Sept. 11, 2017 - Paper Link - Tags: Adversarial, Detection

Summary

They used two extra neural networks. One is a detector, which determines if a sample is adversarial or not. If not adversarial, the sample goes through a reformer to bring the sample closer to the manifold, which increases the likelihood of correct classification. The manifold is the line in the feature space that represents normal examples. This is outlined below. Note, no adversarial examples were used.

Notes

There are three ways to defend against adversarial examples:

Adversarial Training - Training with adversarial examples
Distinguish between normal and adversarial examples - Required adversarial examples
Defensive Distillation

Carlini & Wagner showed that defensive distillation did not significantly increase the robustness of neural networks.

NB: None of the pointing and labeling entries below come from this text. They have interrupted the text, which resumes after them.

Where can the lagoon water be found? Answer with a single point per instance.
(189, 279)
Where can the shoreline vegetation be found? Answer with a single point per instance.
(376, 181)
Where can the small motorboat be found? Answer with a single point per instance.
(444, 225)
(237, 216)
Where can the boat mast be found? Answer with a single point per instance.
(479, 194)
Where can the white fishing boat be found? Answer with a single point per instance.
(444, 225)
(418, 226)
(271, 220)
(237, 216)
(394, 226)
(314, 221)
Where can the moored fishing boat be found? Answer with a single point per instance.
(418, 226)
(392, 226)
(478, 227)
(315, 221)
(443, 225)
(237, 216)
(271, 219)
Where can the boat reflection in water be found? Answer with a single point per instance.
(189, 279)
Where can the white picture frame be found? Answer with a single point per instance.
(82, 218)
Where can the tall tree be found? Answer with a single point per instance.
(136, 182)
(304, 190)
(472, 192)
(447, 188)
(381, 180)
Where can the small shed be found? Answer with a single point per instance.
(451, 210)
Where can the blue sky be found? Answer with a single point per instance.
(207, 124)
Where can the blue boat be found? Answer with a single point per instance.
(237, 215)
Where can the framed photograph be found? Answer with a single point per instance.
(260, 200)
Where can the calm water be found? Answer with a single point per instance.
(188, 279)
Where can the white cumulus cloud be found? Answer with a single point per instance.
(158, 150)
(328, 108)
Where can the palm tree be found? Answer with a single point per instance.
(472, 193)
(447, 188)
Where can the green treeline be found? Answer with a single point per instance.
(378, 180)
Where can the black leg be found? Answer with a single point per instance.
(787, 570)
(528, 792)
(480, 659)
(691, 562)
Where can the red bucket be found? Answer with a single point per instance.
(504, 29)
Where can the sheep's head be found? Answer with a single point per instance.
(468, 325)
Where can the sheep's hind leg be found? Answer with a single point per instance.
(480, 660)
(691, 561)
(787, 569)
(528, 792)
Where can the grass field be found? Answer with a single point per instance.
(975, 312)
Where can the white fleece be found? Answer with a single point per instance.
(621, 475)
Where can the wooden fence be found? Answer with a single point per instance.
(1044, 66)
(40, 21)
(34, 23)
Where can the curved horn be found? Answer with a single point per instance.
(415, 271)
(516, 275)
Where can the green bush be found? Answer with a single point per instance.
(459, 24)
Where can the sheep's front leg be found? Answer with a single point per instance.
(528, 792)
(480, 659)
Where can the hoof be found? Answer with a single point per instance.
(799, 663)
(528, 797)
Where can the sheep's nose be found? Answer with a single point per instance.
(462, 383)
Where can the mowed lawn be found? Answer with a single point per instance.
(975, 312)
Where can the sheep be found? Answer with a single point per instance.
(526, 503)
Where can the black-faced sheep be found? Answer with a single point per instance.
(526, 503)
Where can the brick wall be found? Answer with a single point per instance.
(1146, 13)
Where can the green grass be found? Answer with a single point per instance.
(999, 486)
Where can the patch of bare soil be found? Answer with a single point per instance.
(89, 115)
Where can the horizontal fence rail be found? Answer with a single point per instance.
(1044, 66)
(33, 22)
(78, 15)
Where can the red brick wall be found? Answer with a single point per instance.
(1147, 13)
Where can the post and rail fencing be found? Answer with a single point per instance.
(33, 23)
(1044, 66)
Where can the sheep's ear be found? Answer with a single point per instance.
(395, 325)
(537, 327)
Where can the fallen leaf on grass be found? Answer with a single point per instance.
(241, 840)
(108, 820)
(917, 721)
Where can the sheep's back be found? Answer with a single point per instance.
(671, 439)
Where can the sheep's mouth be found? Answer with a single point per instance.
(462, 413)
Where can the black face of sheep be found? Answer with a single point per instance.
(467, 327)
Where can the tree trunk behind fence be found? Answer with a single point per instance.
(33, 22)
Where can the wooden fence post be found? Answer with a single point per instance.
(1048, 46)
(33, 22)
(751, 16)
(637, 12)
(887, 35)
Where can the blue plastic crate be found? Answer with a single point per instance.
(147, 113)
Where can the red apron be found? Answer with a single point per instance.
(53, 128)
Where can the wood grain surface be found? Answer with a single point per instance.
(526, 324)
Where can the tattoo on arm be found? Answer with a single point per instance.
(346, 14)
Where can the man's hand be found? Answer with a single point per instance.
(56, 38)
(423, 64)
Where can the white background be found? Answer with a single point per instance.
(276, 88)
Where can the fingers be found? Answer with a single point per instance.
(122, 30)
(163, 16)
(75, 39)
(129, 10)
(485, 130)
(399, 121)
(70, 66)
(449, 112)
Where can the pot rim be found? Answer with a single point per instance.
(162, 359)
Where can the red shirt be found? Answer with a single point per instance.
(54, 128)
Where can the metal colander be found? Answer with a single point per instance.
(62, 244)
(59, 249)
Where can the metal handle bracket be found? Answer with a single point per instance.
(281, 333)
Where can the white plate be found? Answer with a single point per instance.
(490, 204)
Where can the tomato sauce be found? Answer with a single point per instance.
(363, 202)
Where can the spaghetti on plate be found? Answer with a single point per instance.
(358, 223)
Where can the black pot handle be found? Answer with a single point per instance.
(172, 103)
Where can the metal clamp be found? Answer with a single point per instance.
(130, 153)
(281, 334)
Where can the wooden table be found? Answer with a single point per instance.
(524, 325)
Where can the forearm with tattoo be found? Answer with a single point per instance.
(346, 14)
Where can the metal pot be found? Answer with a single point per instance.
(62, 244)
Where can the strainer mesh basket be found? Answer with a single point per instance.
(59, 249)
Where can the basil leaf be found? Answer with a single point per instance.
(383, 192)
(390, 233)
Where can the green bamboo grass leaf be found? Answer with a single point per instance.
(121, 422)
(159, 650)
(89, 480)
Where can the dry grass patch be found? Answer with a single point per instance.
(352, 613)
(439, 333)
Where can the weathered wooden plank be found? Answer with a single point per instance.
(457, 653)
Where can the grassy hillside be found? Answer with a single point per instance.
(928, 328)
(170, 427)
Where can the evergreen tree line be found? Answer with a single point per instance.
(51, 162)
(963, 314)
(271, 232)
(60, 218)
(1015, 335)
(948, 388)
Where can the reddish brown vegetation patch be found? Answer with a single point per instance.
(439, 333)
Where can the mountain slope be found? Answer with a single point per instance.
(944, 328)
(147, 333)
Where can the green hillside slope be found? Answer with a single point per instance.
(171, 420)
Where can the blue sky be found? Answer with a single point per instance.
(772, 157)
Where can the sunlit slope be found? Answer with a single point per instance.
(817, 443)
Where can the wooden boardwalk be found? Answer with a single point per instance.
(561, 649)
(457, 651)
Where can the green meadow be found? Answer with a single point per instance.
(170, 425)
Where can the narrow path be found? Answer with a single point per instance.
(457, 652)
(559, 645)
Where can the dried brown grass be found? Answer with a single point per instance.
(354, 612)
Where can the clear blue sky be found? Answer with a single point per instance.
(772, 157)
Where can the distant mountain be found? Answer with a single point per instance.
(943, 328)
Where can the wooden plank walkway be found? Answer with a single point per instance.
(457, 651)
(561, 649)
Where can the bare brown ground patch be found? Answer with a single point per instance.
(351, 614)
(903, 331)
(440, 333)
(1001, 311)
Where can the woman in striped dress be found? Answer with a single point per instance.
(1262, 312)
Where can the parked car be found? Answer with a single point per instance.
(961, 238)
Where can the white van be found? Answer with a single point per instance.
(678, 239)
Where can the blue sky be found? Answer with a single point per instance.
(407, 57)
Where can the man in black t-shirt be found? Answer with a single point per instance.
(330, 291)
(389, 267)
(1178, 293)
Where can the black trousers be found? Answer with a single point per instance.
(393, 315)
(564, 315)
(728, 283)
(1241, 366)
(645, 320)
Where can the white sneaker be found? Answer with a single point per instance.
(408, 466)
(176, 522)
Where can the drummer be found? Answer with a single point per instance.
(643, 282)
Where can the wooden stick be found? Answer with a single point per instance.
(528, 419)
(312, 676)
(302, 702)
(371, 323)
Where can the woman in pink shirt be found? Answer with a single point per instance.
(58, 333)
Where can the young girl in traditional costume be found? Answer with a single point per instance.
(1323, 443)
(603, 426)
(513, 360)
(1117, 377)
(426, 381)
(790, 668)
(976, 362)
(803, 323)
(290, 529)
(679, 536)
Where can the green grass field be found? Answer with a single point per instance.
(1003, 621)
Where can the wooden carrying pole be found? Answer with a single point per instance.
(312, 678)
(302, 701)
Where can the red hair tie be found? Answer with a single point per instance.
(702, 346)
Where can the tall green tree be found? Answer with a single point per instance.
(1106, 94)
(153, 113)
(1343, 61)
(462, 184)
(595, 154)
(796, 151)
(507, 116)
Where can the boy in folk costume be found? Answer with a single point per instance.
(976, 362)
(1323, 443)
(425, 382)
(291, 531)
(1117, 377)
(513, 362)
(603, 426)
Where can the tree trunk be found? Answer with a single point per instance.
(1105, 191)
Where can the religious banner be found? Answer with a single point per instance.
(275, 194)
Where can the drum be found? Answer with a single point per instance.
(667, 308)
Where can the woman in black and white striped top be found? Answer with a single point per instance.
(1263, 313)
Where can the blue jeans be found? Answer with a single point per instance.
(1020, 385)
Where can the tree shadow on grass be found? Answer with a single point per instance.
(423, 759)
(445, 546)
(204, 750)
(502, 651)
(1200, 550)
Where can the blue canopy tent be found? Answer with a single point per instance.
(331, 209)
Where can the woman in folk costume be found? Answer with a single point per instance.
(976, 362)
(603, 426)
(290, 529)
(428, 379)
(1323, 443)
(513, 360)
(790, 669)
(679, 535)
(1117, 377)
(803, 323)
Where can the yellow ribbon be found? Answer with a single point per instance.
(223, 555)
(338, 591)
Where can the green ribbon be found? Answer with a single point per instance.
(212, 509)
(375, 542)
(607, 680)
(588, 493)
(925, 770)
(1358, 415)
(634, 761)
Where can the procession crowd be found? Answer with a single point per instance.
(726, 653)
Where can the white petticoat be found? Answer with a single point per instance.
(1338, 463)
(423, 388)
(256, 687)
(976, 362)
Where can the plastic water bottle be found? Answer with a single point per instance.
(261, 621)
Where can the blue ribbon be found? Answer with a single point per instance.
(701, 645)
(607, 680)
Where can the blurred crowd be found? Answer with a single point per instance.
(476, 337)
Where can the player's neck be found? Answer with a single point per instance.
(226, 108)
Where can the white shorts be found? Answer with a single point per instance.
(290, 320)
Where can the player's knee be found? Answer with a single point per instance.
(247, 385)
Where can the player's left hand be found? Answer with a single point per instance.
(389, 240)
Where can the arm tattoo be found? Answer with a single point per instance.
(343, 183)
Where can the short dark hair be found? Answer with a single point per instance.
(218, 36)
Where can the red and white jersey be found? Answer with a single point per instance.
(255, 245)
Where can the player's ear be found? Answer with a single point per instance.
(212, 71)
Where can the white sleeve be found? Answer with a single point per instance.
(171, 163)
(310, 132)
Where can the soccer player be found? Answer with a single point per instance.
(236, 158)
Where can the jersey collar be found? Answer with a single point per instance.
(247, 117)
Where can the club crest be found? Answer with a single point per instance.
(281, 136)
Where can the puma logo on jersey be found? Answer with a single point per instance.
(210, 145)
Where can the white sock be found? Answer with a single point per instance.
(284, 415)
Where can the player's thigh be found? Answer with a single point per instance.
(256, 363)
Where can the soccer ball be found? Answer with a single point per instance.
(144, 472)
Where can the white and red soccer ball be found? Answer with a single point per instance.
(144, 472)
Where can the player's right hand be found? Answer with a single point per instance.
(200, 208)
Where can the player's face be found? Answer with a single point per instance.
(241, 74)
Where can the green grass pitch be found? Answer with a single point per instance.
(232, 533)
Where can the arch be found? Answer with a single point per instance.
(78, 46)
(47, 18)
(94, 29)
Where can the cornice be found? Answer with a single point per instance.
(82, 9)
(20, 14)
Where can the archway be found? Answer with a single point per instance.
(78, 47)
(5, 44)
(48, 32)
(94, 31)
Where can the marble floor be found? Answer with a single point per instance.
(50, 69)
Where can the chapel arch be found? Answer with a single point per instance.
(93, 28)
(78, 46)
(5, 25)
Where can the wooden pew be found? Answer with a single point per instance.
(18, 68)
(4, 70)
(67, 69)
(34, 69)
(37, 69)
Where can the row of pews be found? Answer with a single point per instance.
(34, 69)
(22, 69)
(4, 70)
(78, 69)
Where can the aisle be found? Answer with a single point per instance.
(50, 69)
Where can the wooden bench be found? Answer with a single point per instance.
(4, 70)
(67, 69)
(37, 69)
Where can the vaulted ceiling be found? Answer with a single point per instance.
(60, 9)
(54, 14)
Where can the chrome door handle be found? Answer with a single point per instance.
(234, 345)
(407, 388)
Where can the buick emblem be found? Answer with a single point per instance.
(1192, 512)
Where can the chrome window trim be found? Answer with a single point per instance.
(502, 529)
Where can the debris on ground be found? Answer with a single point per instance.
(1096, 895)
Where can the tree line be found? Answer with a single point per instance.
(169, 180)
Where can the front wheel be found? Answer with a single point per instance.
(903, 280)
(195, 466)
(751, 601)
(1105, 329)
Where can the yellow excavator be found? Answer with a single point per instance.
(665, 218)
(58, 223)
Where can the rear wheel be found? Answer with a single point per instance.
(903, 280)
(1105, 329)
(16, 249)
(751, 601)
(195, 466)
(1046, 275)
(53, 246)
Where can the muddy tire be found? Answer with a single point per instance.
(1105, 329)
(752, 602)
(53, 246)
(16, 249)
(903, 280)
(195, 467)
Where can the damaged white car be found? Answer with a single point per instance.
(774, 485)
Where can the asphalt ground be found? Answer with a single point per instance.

Defensive distillation is: "making target classifiers hard to attack by blocking gradient path-way - Papernot et al.
The reformer used was an autoencoder - a neural network trained to attempt to copy its input to its output
Jensen-Shannon divergence used for the autoencoder (reformer) as a similarity metric
Distance metrics used: \(L^0, L^2, L^\infty\), i.e. the \(L^P\) norm
Tested against 4 attacks: Fast gradient sign method, iterative gradient sign method, deepfool, Carlini attack
Uses a detecting adversarial examples method that does not require adversarial samples
Uses "reconstruction error" to estimate how far a test example is from the minfold of normal examples

Analysis

Performed very poorly on whitebox attacks. They changed this to a graybox attack by randomising which set of neural networks to use.
Good results against Carlini when using a graybox approach. Table 6,7,8 in paper shows the results.

Citation: Meng, Dongyu, and Hao Chen. "Magnet: a two-pronged defense against adversarial examples." Proceedings of the 2017 ACM SIGSAC conference on computer and communications security. 2017.